On any case, do not hesitate to contact RidgeRun for support.

Application tracing

Is often useful to trace what an application is doing, but on operating systems with dynamic library loaders and plenty of system calls, getting a good trace may be difficult beyond the code of the application itself.

RidgeRun SDK includes two open source tools that help to perform system and library tracing for applications: strace and ltrace.

System call tracing with strace

Strace is a debugging utility in Linux to monitor the system calls used by a program and all the signals it receives. A system call is the mechanism used by an application program to request service from the operating system.
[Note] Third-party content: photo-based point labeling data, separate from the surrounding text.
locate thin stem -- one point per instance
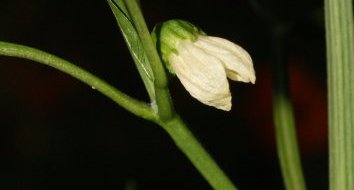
(288, 151)
(200, 158)
(168, 119)
(165, 109)
(340, 66)
(136, 107)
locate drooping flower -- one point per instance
(203, 63)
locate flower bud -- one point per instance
(202, 63)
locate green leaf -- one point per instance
(134, 43)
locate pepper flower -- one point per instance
(202, 63)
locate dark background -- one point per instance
(57, 133)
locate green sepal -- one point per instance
(167, 36)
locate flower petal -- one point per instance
(202, 75)
(237, 61)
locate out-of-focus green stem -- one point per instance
(287, 146)
(285, 130)
(136, 107)
(340, 71)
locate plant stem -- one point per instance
(167, 118)
(163, 100)
(340, 66)
(200, 158)
(288, 151)
(136, 107)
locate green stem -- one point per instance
(200, 158)
(168, 119)
(165, 109)
(288, 151)
(136, 107)
(340, 66)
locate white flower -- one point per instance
(203, 64)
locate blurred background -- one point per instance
(58, 133)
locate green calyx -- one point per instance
(167, 35)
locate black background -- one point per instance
(57, 133)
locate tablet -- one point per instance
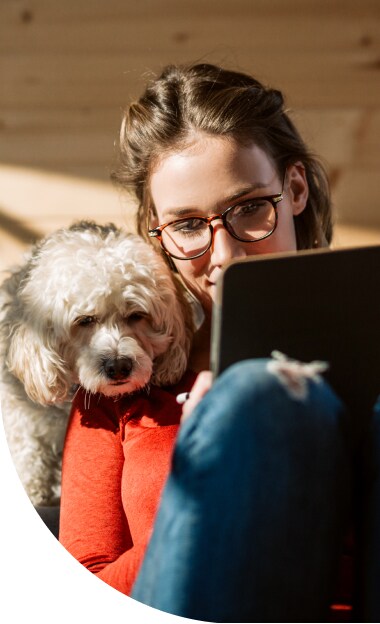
(309, 305)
This utility can be very helpful when debugging applications that deals with many open files (In Unix terminology, a device, a socket, a pipe and a FIFO queue file are all addressed as open files by the kernel). As a tip, the lsof utility prints the list of open files.

For example, if an application stops working suddenly, it is possible to execute it again with strace to check if it is stalled on opening a file or expecting user input.

The most common system calls are open, read, write, close, wait, exec, fork, exit, and kill. Besides those, Linux has hundreds of system calls.

The SDK includes strace under the applications and can be enabled by running “make config”, under:

RidgeRun SDK Configuration
 File System Configuration
  SDK Applications  --->
   [*] strace-4.5.15

To use this, try the following command line example:

# strace <application> [<application parameters>]

Library tracing with ltrace

ltrace is a debugging utility in Linux to monitor the library calls used by a program and all the signals it receives.

Just like strace, ltrace is used to run an application to check calls, but instead of system calls, ltrace tracks all the library calls.

For example, in the header file string.h there are definitions for many of the most common used library calls in Linux programming, among them memcpy(), memset(), strcmp(), and strcpy(), also the stdio.h header provides many other common library calls, particularly printf(), fopen() and fclose(). Calls to this functions, the parameters being used and the function return values may be monitored with ltrace.

The SDK includes ltrace under the applications and can be enabled by running “make config”, under:

RidgeRun SDK Configuration
 File System Configuration
  SDK Applications  --->
   [*] ltrace-0.5

To use this, try the following command line example:

# ltrace ./application

Linux debugging techniques

Debugging Linux applications or kernel require more than the right tools for the right job, it also needs basic understanding from the programmer on concepts of the subsystem under test. Linux may compromise of several different subsystems and technologies that may induce complex behaviors during debugging.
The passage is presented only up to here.